Land grabs planned for polls
2003-10-09 21:51
Cobus Grobler
Cape Town - Landless people in South Africa did not want to follow the Zimbabwean route, but government is forcing them in that direction, Mangaliso Khubeko of the Landless People's Movement (LPM) said.
Khubeka said at the publication of a report on the evaluation of land and agricultural reform that there would be large-scale land seizures in South African during next year's election.
"We will go to farms, not to the ballot boxes," he said.
"We say: No land, no vote! We will not support our government again. We voted for them in the previous election because land would have been reformed. But after ten years, nothing has come of those promises.

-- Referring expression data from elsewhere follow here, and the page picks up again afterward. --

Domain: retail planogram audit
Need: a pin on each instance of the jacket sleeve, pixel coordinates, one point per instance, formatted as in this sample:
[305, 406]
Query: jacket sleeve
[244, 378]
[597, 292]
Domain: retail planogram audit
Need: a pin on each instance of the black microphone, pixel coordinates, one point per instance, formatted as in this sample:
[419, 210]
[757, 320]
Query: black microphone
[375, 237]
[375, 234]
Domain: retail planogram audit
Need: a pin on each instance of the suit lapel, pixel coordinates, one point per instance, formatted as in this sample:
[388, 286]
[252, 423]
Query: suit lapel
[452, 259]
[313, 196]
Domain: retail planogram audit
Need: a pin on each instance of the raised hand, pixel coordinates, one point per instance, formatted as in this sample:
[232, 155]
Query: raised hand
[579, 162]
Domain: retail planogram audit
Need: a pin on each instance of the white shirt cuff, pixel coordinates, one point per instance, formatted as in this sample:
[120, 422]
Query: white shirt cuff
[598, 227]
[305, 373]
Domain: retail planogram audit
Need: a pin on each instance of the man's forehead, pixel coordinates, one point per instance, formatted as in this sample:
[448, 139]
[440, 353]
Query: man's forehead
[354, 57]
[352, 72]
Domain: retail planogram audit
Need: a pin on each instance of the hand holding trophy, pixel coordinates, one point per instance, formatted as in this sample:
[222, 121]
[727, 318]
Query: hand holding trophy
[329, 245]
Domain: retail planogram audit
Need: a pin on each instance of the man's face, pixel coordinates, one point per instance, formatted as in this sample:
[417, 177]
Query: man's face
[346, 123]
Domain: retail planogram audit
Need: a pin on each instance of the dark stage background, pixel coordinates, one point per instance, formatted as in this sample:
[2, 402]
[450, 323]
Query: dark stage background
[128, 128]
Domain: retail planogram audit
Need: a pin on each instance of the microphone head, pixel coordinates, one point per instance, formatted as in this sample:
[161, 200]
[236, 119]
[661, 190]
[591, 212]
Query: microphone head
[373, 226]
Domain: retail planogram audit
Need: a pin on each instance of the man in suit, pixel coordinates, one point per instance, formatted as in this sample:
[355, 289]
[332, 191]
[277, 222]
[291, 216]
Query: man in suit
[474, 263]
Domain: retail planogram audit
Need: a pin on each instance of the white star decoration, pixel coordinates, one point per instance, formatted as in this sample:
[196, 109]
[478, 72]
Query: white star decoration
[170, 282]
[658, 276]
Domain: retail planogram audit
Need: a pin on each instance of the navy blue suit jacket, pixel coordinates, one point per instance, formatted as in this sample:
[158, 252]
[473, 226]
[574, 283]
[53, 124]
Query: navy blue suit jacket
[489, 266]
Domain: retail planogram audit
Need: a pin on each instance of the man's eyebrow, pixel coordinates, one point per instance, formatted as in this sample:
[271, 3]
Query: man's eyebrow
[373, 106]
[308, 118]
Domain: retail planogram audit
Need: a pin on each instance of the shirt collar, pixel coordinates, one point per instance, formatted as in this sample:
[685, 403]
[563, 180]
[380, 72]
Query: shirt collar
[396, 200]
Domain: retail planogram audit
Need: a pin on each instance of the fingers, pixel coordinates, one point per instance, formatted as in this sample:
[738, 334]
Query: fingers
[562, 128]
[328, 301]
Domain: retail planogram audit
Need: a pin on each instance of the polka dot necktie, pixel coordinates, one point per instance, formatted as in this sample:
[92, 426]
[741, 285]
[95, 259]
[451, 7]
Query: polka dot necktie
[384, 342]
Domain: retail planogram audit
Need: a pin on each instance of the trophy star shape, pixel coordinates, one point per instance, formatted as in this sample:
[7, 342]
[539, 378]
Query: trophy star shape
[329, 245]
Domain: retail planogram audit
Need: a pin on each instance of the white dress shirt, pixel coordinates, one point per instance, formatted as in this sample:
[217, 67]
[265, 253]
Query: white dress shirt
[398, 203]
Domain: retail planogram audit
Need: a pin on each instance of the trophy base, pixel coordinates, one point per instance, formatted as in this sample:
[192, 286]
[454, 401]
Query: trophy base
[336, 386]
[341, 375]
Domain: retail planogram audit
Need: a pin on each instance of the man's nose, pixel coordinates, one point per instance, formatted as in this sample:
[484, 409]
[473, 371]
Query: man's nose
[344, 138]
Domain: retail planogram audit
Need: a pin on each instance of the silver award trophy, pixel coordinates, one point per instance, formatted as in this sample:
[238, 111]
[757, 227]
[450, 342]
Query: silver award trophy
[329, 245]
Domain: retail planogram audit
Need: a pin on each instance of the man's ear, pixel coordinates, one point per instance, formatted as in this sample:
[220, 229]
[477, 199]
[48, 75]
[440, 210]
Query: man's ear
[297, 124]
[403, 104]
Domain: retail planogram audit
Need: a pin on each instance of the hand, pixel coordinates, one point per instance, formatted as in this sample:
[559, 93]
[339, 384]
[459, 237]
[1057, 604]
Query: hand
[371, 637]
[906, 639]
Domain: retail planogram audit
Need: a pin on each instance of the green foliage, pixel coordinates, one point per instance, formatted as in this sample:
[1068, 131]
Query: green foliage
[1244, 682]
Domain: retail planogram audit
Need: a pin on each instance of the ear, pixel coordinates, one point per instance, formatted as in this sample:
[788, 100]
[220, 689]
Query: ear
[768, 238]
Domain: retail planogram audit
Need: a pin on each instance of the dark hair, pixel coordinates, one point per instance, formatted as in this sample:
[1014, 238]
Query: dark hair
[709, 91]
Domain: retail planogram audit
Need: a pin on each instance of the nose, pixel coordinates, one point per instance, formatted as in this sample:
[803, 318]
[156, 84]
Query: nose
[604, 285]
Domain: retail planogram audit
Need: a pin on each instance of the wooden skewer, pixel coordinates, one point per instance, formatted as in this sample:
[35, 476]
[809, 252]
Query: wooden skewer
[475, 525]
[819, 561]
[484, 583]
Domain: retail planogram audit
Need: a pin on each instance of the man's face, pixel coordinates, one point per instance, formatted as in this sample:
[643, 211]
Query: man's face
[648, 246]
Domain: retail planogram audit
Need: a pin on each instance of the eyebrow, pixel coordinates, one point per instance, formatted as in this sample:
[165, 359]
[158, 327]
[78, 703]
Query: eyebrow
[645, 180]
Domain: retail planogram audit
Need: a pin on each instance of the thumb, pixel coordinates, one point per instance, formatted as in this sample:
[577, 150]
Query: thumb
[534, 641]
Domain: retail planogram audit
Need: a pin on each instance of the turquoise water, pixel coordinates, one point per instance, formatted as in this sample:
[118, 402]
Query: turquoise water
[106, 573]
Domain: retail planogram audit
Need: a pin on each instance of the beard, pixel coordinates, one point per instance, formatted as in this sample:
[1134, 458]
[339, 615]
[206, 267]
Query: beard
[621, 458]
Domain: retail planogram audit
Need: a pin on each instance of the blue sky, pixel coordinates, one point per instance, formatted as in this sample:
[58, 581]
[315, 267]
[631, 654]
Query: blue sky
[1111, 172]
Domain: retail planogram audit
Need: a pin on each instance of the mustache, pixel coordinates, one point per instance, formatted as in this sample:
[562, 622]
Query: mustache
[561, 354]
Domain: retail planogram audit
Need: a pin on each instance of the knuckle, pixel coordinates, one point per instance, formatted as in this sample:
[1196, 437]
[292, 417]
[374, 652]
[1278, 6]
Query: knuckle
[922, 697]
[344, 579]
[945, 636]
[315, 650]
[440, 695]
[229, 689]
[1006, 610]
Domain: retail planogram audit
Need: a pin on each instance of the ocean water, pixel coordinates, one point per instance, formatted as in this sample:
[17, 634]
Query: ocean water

"Next year, we will make sure that landless people get property. We will rather be killed than mislead. The government rather listens to rich white farmers than to give attention to our case."
The LPM is a known supporter of president Robert Mugabe of Zimbabwe.
Sipho Khumalo of the union for labourers in agriculture, plantations and related industries (Apawu), said government "should revise its land policy soon or there would be a revolution. We cannot wait patiently indefinitely. Government does not support the poor."
Professor Ben Cousins of the Programme for Land and Agricultural Studies at the University of Cape Town, which conducted the study, said land policy could be changed after the election as there was a lot of pressure for this to happen at grassroots level.
"Land reform is unhealthy and at a cross roads."
The report found that land reform was progressing too slowly and only a tenth of the expected land has been reformed.
However, two thirds of the more than 63 400 land claims have been concluded.